I’ve had a digital camera since 1997, and I’ve miraculously managed to save all the photos I’ve taken during the last two decades. I used to be able to keep up with organizing and tagging everything, but that fell off about 5 years ago (about when I stopped uploading to Flickr). Over the years, I would lie to myself and say I’d be able to catch up; but it’s never going to happen. My photo output is too high (especially after becoming a father), and my free time is at dangerous lows (see fatherhood, above).
The previous paragraph is a rambling way of telling you that I’ve given up, and decided to go for good enough: Giving in to Google Photos and relying on their algorithms / the NSA whenever I need to find a specific photo.
Although not perfect, Google Photos ended up being my choice for the following reasons:
Automatic uploads from mobile
Reasonably-priced storage (completely free if you don’t need backup-quality)
Fully automatic face matching and metadata extraction for search (by no means perfect, but requires zero effort)
Decision made, the next step was to gather all my files and start uploading. This, dear reader, is where the fun began. In hopes of helping out those who try something similar in the future, here are the steps I took in order to tame my collection.
Like Kudzu, my photo files spread and multiplied into a variety of locations, living in folders named latest, latest-too, latest-latest-photos, and clinton-trump-sex-tape.
There were so, so many files. Tons of duplicates from paranoid copying and re-copying. I was willing to spend a little time getting things ready, but not that much time.
First step: Getting rid of the duplicates. Fdupes is a lifesaver here. I created a new folder (inbox) to store all the unorganized photos, then ran the following command:
This can take a while, but it works like magic and gets rid of files with exact duplicates (keeping a single copy, of course). The program is quite paranoid about matches being perfect, so duplicates still get by (e.g. photos with slightly different metadata, or a photo that was rotated). I appreciate the paranoia, since it means I could safely let the program run without checking results manually.
If I had to do this all over again, I would have used something like Duplicate Photos Fixer Pro at this point in order to clear up more duplicates. Unfortunately, I didn’t know it even existed, so I kept on chugging in the terminal.
Once most the duplicates were removed, it was time to clean up the directory structure and filenames. Exiftool makes its first appearance now, as we use it to automatically rename files (based on Elle Stone’s explanation):
# Warning: Moves and renames your files without prompting
exiftool '-filename<CreateDate'-d"%Y-%m/%Y-%m-%d %H.%M.%S%%-c.%%le"

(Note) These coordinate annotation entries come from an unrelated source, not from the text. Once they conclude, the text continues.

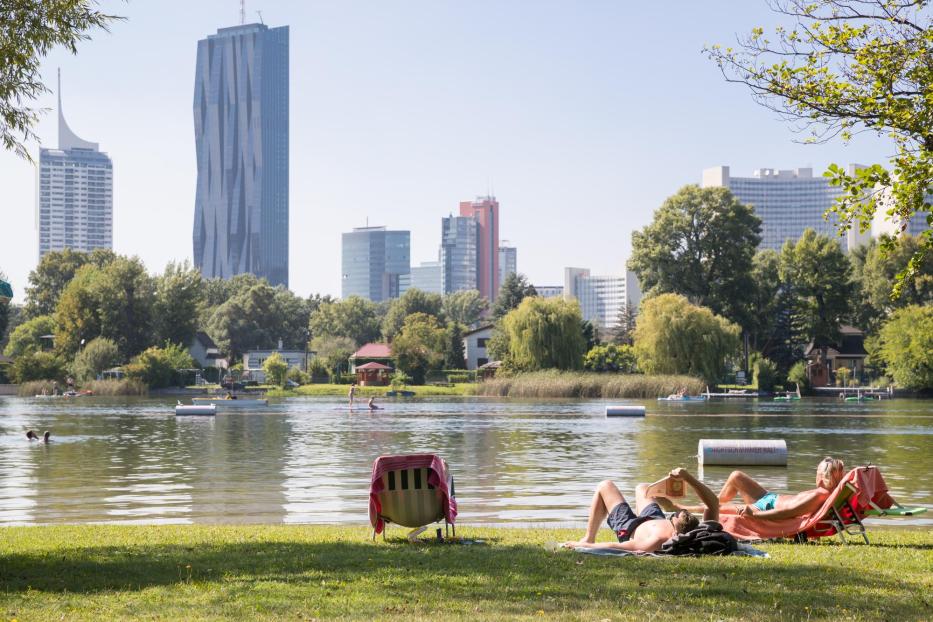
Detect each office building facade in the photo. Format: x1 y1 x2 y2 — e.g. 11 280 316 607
36 76 113 259
496 245 518 292
460 196 499 302
193 24 289 286
440 216 476 297
341 227 411 302
703 165 854 250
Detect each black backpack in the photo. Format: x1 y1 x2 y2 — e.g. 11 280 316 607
658 521 739 556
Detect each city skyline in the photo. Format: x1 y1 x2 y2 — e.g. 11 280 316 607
0 0 890 302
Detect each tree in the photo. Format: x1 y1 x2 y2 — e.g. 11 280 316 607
442 289 489 326
0 0 121 161
583 343 635 374
3 315 55 359
392 313 445 384
488 296 586 371
706 0 933 297
71 337 123 382
492 272 538 321
780 229 852 356
309 296 380 345
635 294 741 384
866 305 933 390
382 288 443 341
153 260 205 346
444 322 466 369
849 235 933 331
124 343 194 389
55 257 155 358
24 248 117 319
262 352 288 387
311 336 357 374
628 185 761 326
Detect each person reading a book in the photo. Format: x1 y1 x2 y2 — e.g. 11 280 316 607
654 457 845 520
564 468 719 553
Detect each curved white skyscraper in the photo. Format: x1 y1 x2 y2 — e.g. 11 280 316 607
193 24 288 286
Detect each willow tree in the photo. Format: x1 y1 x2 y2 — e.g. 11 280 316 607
490 296 586 371
635 294 741 383
706 0 933 298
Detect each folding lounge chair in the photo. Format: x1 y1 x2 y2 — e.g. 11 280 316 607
369 454 457 540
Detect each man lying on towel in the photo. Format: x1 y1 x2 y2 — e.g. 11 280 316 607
654 458 845 520
564 468 719 553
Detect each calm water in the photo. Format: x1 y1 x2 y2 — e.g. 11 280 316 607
0 397 933 525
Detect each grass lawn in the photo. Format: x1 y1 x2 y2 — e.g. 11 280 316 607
0 525 933 622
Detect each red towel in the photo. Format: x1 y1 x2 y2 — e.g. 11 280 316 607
719 466 894 540
369 454 457 533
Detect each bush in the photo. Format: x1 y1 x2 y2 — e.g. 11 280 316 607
71 337 122 382
10 352 67 386
124 343 194 389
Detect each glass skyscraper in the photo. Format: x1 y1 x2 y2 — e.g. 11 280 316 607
703 166 847 250
340 227 411 302
36 76 113 259
441 216 479 294
193 24 288 286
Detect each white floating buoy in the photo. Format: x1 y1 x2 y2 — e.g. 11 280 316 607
697 438 787 466
606 405 645 417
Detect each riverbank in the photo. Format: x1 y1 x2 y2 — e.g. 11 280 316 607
0 524 933 622
476 370 706 399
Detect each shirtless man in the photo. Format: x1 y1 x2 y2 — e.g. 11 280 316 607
658 458 845 520
564 468 719 553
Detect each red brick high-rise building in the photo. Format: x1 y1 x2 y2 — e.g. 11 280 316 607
460 196 500 302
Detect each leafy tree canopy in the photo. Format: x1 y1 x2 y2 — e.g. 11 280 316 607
706 0 933 297
492 272 538 321
628 185 761 326
635 294 741 384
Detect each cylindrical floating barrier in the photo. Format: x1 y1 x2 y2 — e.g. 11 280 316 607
606 405 645 417
697 438 787 466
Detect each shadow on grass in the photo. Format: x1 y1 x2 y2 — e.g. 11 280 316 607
0 541 931 619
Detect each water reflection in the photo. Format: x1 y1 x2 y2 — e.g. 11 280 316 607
0 398 933 524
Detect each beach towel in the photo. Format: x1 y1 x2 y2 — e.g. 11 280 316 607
719 466 894 540
369 454 457 533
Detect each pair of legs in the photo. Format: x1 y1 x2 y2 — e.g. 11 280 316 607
581 479 663 543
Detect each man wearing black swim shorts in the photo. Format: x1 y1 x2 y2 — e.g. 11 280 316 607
564 468 719 553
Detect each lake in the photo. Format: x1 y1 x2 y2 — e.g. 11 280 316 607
0 397 933 526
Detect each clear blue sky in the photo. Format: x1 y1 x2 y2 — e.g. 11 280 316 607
0 0 889 302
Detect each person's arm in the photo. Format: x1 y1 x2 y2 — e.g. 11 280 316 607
671 468 719 520
742 491 824 520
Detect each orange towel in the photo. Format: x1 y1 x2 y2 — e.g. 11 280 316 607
719 466 894 540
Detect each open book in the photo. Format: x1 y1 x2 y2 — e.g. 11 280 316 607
645 476 686 499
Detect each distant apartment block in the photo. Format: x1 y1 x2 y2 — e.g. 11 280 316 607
193 24 289 286
496 245 518 293
440 216 476 298
535 285 564 298
703 165 857 250
399 261 444 295
460 196 499 302
36 76 113 259
341 227 411 302
563 268 641 331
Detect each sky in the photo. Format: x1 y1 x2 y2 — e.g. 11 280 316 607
0 0 891 303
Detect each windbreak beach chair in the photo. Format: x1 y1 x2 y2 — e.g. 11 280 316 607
369 454 457 540
720 466 908 544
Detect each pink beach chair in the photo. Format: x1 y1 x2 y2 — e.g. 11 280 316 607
369 454 457 540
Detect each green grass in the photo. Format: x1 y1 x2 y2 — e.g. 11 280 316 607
477 370 706 399
266 384 474 399
0 525 933 622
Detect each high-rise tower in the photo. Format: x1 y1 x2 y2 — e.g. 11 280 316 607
193 24 288 286
460 196 499 302
36 73 113 259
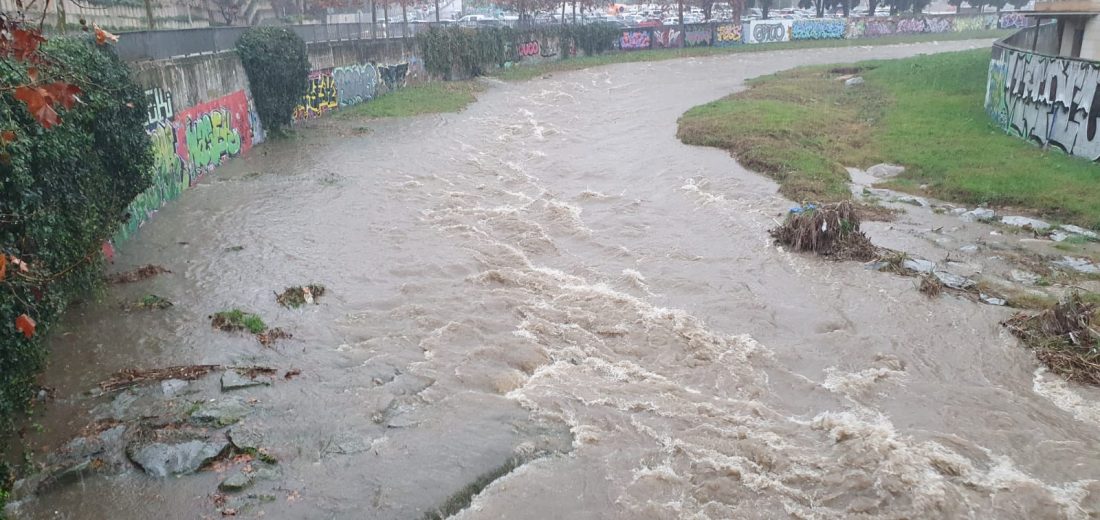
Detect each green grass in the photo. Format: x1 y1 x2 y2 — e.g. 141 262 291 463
679 49 1100 229
492 30 1012 81
213 309 267 334
337 80 485 118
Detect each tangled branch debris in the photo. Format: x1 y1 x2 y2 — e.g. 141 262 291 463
770 201 878 262
1002 292 1100 385
275 284 325 309
107 265 172 284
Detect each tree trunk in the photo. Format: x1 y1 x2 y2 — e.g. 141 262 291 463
402 0 409 37
144 0 156 29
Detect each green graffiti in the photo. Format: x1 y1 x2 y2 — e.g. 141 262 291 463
187 109 241 169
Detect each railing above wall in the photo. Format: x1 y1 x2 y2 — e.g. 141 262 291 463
116 23 413 62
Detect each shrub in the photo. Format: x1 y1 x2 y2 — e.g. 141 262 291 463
0 37 153 429
237 27 309 132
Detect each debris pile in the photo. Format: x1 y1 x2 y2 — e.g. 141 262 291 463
1003 292 1100 385
770 201 879 262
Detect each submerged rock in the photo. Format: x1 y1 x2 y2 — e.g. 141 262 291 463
128 438 229 477
959 208 997 222
867 163 905 179
191 397 252 427
1001 217 1051 231
218 471 252 493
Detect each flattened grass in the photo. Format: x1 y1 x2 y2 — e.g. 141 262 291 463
679 49 1100 229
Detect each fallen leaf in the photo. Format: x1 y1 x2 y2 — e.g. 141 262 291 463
92 24 119 45
15 314 37 340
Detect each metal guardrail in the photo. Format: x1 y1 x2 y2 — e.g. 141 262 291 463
116 23 413 62
994 23 1062 56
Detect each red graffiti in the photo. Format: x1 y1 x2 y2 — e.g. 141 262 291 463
174 90 252 168
519 41 542 57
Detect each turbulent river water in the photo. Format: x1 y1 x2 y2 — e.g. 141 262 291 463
15 42 1100 519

This command renames and moves files based on the date the picture was taken. For example, a picture taken at noon on Christmas 2015 would have the following path: 2015-12/2015-12-2512.00.00.jpg. Using the timestamp as the filename isn’t super-descriptive, but it beats the hell out of IMG_21234.JPG. Grouping by month isn’t perfect either, but we’re not going for perfect here, we’re going for good enough.
I was hoping I’d be done at this point, but exiftool gave a bunch of errors and warnings and refused to rename a large chunk of files. It turns out that a few batches of files had lost all their EXIF metadata, meaning exiftool had no idea when the photos were taken.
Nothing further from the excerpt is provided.